Un-ubuntuing Ubuntu…

..post one of several million, no doubt. Ubuntu is pretty good, but persists in making what I’d regard as irritating desktop usability blunders. One of them is the use of “overlay scrollbars” which are scrollbars that are mostly hidden until you mouse over them. I found this annoying, but whatever, I can deal. It even more or less works, most of the time.

However, it breaks Inkscape. Inkscape’s color picker is a long strip of color patches, which you can click to select stroke and fill colors for drawings. The color picker has a scrollbar.

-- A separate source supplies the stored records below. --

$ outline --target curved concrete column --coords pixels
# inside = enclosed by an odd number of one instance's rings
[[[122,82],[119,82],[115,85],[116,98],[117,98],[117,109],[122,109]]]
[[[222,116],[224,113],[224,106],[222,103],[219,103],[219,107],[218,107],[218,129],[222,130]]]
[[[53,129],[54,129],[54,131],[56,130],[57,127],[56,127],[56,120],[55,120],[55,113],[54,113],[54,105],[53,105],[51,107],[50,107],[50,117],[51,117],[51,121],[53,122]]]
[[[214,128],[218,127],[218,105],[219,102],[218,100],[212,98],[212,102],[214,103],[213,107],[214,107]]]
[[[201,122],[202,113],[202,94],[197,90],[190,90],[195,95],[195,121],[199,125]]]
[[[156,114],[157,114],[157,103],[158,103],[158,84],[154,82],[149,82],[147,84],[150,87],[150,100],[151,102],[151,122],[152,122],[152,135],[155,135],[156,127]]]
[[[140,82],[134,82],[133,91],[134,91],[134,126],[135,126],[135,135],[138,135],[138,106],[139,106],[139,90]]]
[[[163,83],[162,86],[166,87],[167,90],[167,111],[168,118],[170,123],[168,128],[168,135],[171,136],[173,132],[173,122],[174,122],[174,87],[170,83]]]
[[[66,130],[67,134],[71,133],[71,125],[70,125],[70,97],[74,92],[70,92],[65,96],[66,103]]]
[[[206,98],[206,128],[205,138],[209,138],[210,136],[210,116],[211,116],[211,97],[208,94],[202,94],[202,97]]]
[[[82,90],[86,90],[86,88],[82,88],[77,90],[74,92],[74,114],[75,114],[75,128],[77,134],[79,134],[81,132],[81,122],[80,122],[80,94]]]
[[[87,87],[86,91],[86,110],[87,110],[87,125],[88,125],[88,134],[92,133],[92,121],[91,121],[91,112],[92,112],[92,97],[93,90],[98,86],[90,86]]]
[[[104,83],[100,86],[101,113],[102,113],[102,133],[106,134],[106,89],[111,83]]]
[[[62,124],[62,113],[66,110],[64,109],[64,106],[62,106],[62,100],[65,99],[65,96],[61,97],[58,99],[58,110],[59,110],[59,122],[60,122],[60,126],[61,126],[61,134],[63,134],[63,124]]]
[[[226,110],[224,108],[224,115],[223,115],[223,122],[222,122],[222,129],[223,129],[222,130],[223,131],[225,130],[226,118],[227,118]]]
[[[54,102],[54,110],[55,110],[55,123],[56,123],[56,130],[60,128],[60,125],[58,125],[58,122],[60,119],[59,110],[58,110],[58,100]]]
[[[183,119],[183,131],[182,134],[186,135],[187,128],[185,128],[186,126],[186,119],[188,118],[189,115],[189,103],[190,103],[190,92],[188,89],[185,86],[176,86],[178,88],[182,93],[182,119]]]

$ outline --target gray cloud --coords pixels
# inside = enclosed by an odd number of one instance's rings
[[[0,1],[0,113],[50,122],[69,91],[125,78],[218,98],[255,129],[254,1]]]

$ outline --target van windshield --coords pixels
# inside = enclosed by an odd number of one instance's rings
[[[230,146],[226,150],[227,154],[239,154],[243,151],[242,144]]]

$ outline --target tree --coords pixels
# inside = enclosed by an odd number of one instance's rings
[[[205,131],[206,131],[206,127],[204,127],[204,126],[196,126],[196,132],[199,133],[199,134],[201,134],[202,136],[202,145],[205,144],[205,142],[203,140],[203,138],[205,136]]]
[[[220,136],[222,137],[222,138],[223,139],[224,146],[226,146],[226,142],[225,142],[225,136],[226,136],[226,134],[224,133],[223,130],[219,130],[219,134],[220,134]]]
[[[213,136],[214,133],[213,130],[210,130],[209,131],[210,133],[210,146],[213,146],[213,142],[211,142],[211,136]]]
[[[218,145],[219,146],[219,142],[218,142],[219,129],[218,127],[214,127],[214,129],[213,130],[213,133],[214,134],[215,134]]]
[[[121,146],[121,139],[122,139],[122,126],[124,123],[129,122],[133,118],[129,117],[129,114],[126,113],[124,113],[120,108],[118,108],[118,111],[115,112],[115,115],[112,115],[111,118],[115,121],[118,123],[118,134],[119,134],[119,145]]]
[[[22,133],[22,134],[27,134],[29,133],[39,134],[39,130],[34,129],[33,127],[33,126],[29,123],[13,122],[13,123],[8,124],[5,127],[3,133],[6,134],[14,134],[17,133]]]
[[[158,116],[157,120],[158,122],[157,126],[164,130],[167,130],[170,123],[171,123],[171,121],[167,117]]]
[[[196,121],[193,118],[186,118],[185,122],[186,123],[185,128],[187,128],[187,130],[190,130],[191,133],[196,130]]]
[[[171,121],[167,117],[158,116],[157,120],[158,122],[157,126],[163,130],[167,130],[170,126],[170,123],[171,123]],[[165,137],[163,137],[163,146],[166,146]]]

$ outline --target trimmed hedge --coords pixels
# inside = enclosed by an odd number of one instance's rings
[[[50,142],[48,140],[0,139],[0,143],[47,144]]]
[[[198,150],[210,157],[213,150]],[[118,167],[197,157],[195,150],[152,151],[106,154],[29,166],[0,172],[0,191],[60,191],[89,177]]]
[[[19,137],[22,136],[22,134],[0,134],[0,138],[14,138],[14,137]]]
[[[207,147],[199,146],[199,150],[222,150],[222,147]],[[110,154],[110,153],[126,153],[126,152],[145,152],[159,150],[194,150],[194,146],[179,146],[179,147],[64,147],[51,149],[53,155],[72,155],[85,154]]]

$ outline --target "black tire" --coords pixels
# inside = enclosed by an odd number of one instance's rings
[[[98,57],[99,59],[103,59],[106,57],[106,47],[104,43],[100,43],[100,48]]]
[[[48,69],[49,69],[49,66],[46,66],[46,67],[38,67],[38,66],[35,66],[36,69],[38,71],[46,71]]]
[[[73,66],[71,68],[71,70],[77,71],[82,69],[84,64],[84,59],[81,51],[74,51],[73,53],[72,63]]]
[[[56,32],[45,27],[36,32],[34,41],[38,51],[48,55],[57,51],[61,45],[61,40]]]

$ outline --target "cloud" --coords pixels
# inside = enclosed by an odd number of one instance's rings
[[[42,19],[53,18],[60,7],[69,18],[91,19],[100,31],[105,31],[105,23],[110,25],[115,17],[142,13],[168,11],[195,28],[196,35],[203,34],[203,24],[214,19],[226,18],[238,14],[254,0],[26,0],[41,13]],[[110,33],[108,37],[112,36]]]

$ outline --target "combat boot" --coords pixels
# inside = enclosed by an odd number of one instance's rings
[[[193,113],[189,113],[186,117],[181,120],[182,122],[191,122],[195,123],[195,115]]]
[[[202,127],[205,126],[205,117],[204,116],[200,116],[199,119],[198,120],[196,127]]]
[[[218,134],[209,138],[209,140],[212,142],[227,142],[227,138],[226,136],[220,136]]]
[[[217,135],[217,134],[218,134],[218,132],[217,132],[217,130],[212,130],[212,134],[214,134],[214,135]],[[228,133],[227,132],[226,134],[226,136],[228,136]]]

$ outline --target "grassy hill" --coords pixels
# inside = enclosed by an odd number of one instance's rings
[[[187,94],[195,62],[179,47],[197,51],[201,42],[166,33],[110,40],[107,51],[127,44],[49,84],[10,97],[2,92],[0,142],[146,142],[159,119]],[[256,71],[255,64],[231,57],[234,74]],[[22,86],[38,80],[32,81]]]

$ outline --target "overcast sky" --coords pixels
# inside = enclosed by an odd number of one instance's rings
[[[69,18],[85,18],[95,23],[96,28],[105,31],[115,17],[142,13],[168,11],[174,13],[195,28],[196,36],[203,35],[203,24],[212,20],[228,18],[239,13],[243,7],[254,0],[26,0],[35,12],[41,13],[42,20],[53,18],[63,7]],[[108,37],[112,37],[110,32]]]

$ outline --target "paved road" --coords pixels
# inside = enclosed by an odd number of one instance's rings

If overlay scrollbars are on, then the entire area of the color picker ends up being the mouse-over area for the overlay scrollbar, so you can’t pick colors.

The fix is to issue the command “gsettings set com.canonical.desktop.interface scrollbar-mode normal” from the command line.

Useful mencoder invocation

mencoder -nosound mf://*.jpg -mf w=1280:h=800:type=jpg:fps=30 -ovc lavc -lavcopts vcodec=mpeg4:vbitrate=2400:mbd=2:keyint=132:v4mv:vqmin=3:lumi_mask=0.07:dark_mask=0.2:mpeg_quant:scplx_mask=0.1:tcplx_mask=0.1:naq -o output_filename.avi

Turns all the JPEG files in the directory you are currently in into a nice quality MPEG-4/AVI file. The width and height in the options after -mf should be changed to match the images. This command line also works for PNG files if you replace both instances of “jpg” with “png”.